Food Bank: initial sentiment and network analyses

We’ve made a lot of progress since last week. Most of our work has been devoted to sentiment analysis and network analysis.

Sentiment Analysis
Initially, to examine themes in SNAP/food stamp coverage, we scraped articles from the past month that included the words “food stamp” or “food stamps” in the title and calculated how often each stemmed word appeared. To initially visualize this information, we made word clouds. The word cloud below shows the most common words in conservative articles about food stamps:

In order to further analyze the content of the news articles and social media posts that we’ve scraped, we’re doing sentiment analysis on the text. To do this, we examined various metrics about these texts such as the complexity of the words, the reading level, the punctuation, and whether the sentences in the articles are positive or negative.

To quantify the tone of the articles, we used Vader, a sentiment analysis metric from the Natural Language Toolkit, as well as AFINN, another sentiment metric. For Vader, sentences can range from -1 (negative) to 1 (positive). For AFINN, sentences can range from -5 to 5. For both metrics, a score above 0 indicates the the sentence has a positive sentiment. We placed each article in a category (eg, Economy, Opinion, News, etc) and found the average. The graph below shows the average total AFINN score vs. the average total vader score. The size of the bubble reflects the number of articles.

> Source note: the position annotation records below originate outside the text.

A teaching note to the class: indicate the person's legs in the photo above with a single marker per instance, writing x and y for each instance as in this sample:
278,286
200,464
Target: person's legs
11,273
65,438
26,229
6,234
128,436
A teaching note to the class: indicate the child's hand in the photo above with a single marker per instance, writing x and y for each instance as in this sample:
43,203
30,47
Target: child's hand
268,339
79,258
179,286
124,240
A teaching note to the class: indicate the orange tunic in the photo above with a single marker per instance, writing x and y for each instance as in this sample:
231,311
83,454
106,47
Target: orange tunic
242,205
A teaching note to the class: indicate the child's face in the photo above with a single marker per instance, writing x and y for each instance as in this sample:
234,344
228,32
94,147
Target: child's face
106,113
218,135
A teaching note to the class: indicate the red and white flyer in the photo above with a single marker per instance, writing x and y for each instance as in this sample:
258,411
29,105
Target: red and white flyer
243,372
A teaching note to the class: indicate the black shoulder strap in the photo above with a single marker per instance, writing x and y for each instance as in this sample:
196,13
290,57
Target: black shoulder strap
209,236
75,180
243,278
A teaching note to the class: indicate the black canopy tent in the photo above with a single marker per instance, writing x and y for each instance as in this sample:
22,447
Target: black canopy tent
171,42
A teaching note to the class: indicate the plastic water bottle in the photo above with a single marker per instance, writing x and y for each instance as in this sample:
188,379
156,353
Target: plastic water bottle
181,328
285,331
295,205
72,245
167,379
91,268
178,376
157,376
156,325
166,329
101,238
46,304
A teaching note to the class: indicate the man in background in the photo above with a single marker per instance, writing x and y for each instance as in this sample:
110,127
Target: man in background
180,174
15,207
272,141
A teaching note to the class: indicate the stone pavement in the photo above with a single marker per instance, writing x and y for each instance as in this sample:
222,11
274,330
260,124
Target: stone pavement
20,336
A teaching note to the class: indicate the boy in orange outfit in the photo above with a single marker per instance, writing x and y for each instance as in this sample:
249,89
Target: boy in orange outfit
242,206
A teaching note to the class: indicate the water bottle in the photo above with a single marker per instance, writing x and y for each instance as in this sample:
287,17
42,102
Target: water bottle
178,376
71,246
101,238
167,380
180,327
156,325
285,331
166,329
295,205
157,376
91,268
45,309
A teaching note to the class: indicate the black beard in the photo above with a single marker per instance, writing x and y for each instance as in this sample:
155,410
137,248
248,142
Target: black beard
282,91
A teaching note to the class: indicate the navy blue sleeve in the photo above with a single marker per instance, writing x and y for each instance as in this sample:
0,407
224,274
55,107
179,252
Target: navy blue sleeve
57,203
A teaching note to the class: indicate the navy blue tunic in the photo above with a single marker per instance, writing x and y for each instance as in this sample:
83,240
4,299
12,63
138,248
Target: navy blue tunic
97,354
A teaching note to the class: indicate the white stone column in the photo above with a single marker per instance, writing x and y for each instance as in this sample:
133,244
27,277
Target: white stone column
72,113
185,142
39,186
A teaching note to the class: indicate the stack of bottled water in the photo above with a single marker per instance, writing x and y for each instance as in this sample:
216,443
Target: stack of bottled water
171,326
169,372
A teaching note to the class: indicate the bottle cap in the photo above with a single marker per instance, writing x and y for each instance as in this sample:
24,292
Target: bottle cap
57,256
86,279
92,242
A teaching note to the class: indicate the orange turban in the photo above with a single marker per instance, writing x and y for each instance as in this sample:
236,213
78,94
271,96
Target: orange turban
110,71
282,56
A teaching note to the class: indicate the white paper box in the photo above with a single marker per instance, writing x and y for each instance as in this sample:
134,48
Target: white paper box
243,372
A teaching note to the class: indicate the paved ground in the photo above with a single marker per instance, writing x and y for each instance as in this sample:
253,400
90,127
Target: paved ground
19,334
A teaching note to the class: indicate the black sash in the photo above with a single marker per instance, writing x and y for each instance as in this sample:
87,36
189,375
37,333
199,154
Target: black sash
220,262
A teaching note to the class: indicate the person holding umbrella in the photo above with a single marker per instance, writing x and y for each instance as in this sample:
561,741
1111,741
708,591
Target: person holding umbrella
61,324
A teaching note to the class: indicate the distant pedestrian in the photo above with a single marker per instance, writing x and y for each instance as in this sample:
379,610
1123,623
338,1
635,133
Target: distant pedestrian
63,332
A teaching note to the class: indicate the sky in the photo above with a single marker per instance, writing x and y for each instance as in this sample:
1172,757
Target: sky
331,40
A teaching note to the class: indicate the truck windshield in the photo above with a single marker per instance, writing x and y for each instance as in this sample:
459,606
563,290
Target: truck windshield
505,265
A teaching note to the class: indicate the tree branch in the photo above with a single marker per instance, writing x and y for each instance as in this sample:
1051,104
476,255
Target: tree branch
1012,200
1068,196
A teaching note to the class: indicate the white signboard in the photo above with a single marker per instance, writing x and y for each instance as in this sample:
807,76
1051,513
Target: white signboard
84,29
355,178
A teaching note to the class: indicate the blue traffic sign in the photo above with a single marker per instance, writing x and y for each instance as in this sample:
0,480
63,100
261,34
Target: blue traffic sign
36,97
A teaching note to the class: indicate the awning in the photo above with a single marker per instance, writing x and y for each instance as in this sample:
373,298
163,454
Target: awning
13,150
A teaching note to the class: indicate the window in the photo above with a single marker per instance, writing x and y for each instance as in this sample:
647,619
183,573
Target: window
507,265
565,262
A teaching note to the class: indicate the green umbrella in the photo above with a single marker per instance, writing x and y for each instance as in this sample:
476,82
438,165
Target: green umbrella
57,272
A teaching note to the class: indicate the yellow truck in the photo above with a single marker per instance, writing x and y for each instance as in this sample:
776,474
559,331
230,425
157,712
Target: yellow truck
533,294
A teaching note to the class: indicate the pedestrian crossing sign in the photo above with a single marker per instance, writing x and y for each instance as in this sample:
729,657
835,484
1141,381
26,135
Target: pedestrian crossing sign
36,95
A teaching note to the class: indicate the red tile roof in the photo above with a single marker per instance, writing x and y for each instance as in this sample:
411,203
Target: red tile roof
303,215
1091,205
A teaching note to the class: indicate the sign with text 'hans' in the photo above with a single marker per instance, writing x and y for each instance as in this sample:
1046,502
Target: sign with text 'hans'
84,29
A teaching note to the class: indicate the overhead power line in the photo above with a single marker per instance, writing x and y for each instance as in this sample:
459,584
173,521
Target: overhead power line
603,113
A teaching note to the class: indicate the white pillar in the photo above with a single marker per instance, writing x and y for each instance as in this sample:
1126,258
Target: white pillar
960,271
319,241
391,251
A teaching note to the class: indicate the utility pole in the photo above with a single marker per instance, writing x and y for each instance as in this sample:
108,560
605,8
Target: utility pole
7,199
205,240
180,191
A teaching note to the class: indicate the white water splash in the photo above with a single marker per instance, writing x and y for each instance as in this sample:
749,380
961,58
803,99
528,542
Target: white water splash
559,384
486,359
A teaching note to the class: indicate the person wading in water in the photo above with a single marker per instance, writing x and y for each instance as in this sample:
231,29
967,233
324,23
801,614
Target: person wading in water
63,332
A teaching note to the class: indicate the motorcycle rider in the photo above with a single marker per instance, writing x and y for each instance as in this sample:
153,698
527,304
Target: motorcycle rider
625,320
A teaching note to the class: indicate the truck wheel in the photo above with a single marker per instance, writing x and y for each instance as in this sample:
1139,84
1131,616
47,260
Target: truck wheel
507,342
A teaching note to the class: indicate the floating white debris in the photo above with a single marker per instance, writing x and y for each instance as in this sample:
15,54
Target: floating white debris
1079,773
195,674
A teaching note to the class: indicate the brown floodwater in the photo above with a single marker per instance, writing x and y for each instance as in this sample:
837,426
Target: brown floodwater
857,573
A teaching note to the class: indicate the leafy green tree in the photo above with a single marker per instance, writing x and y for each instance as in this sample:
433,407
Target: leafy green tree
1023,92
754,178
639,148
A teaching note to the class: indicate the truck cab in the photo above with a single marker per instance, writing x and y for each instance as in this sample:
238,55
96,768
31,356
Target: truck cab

Interestingly, the Vader score suggests that all article categories had a positive sentiment (all > 0), while the AFINN score suggests that only the local, international, and opinion categories were positive, on average.

Georgia Representatives
When we talked with the food bank last week, they expressed interest in an analysis of of how Georgia politicians speak about SNAP on twitter. Our research suggest that Georgia politicians do not speak on the issue frequently enough for us to have sufficient data to analyze. Instead, we are considering creating a visualization that tracks how representatives have voted on legislation regarding SNAP. We are doing this using the Open States API, which has data on bills, legislators, and events in state governments, and ProPublica Congress API, which has national data.

We meet with the Atlanta Community Food Bank again tomorrow, and will consult with them to better understand how they currently follow food policy how we could use these APIs to analyze and present this information for them.

Network Analysis

Another strategy we are using to analyze news articles is by doing a  Term Frequency- Inverse Document Frequency network analysis in gephi on Washington Post articles about food stamps. In the above graph, the bigger, darker circles  are more connected. Words are connected if they appear in the same sentence. We were unsure why Perdue and Southerland were so connected. After researching these names, we learned that Steve Southerland is a Florida congressman who wants to impose work requirements on those who get SNAP, and Sunny Perdue is the Secretary of Agriculture.

 

Next Steps

Going forward, we hope to do a more granular sentiment analysis that can help us to extract arguments from our text. We also need to clean data that we’ve scraped from facebook, and we are also starting to learn about how Google Trends can be a useful tool to us going forward.